A Decade-Long Liaison by author Erin Somers: A Midlife Infidelity Tale Our Generation Deserves.
In the novel by Erin Somers A Decade-Long Liaison, the story centers on a millennial mother named Cora, a woman in her prime who yearns for a type of romance from another era from a man of a different time. Unfortunately for her, morality in 2015 is inflexible and jaded, and instead of having the affair, Cora devotes 10 years obsessively analyzing it, daydreaming of it and discussing it with her potential lover, Sam – a father from her child's circle who works as “chief storytelling officer” at a fintech company. This novel presents itself as a comic take on the classic adultery novel and a send-up of a particular, self-aware clique of economically slipping New Yorkers. It stands as the midlife adultery story our entire generation has coming: an energetic, clever critique of unbearably anxious individuals who’ve managed to ruin even sex.
A Portrait of Smug Unhappiness
Cora and her husband Eliot are smug, overeducated Brooklynites who, as costs increased and their family expanded, have relocated with hesitation upstate. Trapped by the “exhausting constant demands” of parenthood, they juggle desk jobs, a pair of kids, and an ongoing fungal issue growing under their bathroom tiles which they cannot afford or muster the will to fix. Their social circle similarly minded urban exiles who have escaped the metropolis to sip craft cocktails out of mason jars and judge each other amidst a more rural setting. Yet Cora's isolation here, it stems not from her own critical, joyless perspective but because her new neighbours are “dull and vain, even more so than in their previous urban life”.
Her husband Eliot remains high-minded and oblivious. He eats popcorn as she scrubs the oven and says he doesn’t wish to possess her. Cora imagines them attempting to endure a rustic life together, washing clothes on a stone while he searches for chanterelles. She deeply desires drama, some moral abandon, a lover who will beg, and adore, and “express raw admiration for her prowess”.
"The mundane grind of everyday existence, you had to admire its consistency."
The Trouble with Over-Intellectualized Desire
The central conflict is that Cora is just as intellectually constrained as her husband, and unable to surrender to primal passion.

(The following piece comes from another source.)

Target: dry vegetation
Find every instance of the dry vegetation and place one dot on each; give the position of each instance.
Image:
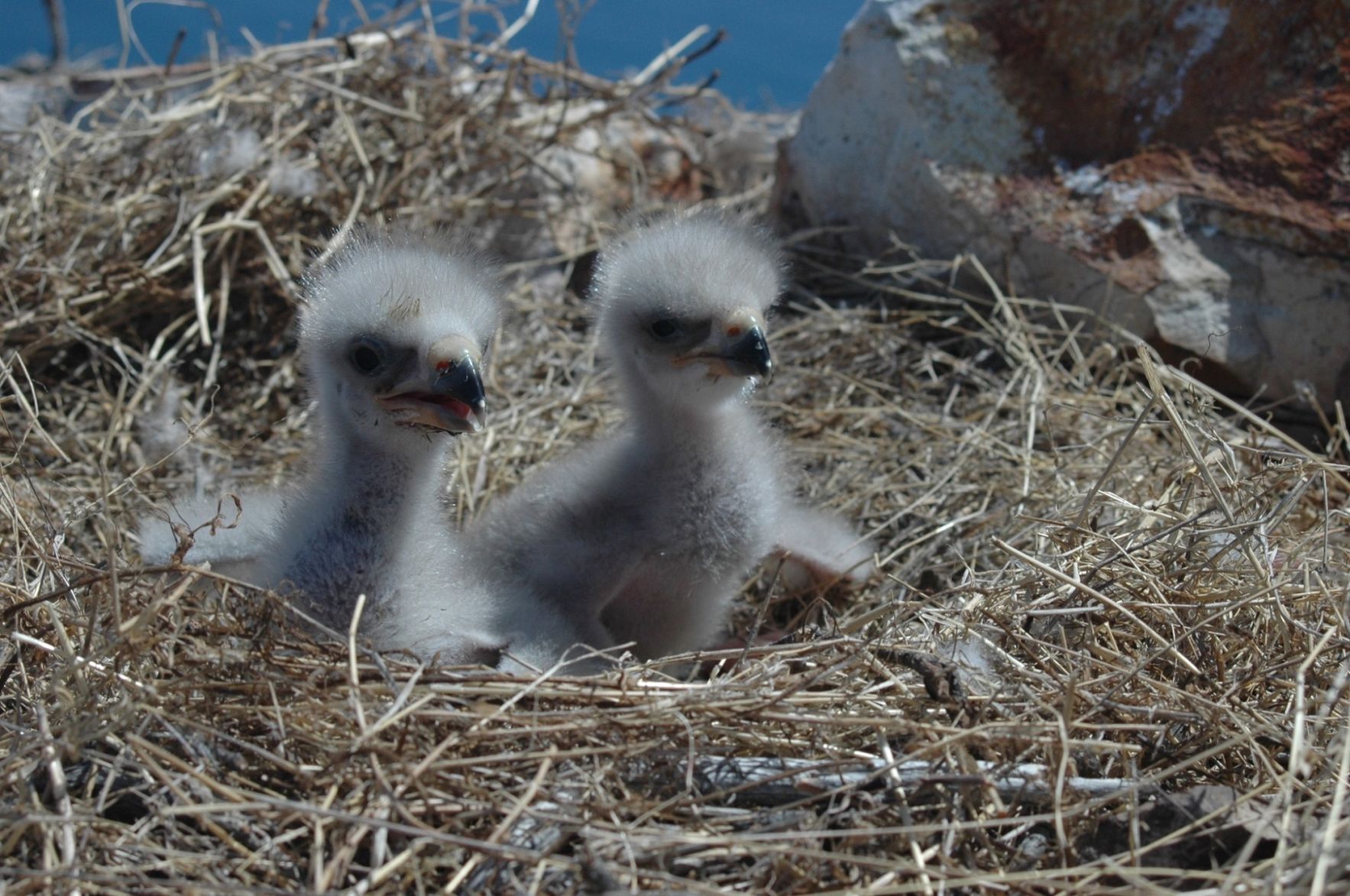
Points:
(1112, 605)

She finds it "an overwhelming request to feel fervor" (regarding her career, she says, but in truth, about all aspects of life). Her feelings for Sam are “bland, liking-adjacent”. She wants “to get fucked into the astral plane and not think about her life for a second”. Yet, for a decade, Sam refuses while Cora pines. She imagines an alternate timeline alongside her real life, where instead of bills and school pickups, she has passion, luxury, and her imagined lover. As this fantasy dims, she imagines “a Gallic character called Baptiste” who joins Sam in helping her out of the bath, “nothing for her to do, no tasks, no requirements, other than to be revered as a youthful bride, who’d died improbably of TB”.

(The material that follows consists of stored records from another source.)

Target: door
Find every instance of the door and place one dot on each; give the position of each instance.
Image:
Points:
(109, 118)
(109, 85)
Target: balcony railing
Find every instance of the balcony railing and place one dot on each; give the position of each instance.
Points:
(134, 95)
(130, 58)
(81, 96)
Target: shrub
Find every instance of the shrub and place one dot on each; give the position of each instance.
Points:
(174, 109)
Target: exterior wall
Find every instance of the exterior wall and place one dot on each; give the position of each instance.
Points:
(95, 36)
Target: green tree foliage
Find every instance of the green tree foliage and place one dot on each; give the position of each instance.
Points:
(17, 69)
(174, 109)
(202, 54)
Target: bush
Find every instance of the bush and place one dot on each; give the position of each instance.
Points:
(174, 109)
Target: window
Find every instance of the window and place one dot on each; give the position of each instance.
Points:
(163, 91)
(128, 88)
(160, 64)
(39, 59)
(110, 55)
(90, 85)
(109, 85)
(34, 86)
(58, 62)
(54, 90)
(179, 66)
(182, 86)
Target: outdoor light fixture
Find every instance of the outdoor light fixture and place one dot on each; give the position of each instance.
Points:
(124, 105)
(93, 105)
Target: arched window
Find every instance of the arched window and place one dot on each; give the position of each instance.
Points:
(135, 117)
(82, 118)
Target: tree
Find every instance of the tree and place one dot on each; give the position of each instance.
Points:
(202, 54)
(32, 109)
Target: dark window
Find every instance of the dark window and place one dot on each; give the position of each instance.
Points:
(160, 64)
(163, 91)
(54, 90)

A Sad Climax and Undercurrents
When they finally do give in to their desires, the sex is sad, without much play or complicity. It fails to be the sepia-toned romance she dreamed up for 10 years. Cora puts on an alluring gown and Sam “stoically eat[s] her out in their hotel room” prior to a meal. One imagines that Cora wants to slip inside a certain type of literary world, where intimacy is messy and ambiguous, where imbalances of control exist, and everyone misbehaves, and nobody keeps score.
Somers consistently suggests the core issue for Cora: she possesses a sharp tongue, but a profound lack of happiness. Regarding an intimate picture from Sam, Cora complains, “he tightened his stomach and ensured he was aroused, but has not cleared the frame of Crocs”. Since the event that killed their fun was having children, readers may fret about what these idiots are doing to their children. As her daughter inquires about sex, the parents stumble. They begin with procreation then concede that sex serves other purposes. Eliot mentions a penis then concedes that one isn’t required. Finally, he lands on, “you know genitals?”
Underpinning the narrative flows a quiet theme of familiar middle-age questions: do our lives have meaning? Where do we go after death? These themes are more directly explored in Cora's internal dialogues. Considering these passages, one wonders what moral Cora and her cynical lot would derive from their disappointing dramas. Might Cora become more open to life’s imperfect joys, its corny pleasures? When Eliot asks about her affair during an audio program on bondage, Cora reflects “every serious exchange is undermined by its particulars”. Others could argue it's enriched. But that’s not Cora, and Somers doesn’t give her character false epiphanies, or force growth beyond her capacity.
A Final Assessment
The result is an incisive, uproariously funny, exquisitely detailed novel, written with devastating precision. It is profoundly self-aware, economical yet rich with implication: a depiction of a worried, self-protective cohort in middle age, perpetually self-conscious, simultaneously terrified of and hungry for intense experience. Perhaps this is solely a metropolitan trait. For the sake of argument, we'll assume so.